Containing seven songs written, rehearsed and refined between 2017 and 2020, when the sessions for the album took place and according to the band themselves, it serves as a time capsule of how the band sounded at a certain point in time.

What can be said if this album as a whole is it’s a beautiful set of songs and sounds, steeped in post rock without being fixated with it. The band manages to find melodic moments in all the songs, it’s just that they are then scuffed up, drawn out, morphed and warped into something else with their triple guitar assault. That’s not to say it’s all noisy because it isn’t. There are plenty of moments of repose and reflection contained within, and the guitars chime and send their spidery fingers over the tracks just as often as they wave big riffs and noise in your faces.

Achipalago is typical of this. Built on a simple five note riff, it gradually unfurls through its 6 something minutes, ebbing and flowing from gentle undulations to smacking you squarely in the face – not through aggression, more layers – the echo laden guitar lines often bleeding into eachother, but also just this glorious noise they seem to produce.

In truth, there’s not a weak moment on the record, from the sprawling opening gambit Better Things Left Unsaid, through the shoegazey wash of Little Empires and the brilliant, bitter melancholy of single Motherless Brooklyn, right to the monumental closing track Stalker.

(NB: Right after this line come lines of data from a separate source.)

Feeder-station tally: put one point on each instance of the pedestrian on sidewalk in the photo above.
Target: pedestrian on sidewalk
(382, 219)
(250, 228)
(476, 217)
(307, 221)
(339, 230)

Mood and atmosphere is what is draped over the music, and that’s what leaves it in your heart, above a lot of the formulaic post-rock out there. As the band say themselves ‘We feel that each track conveys a unique feeling but that there is an overriding atmosphere that runs through the entire record. It is an album steeped in feelings of nostalgia, longing, solace and introspection’.

Don’t let this album escape you, it has to be one of 2023s best and most complete records. All hail False Hope For The Savage.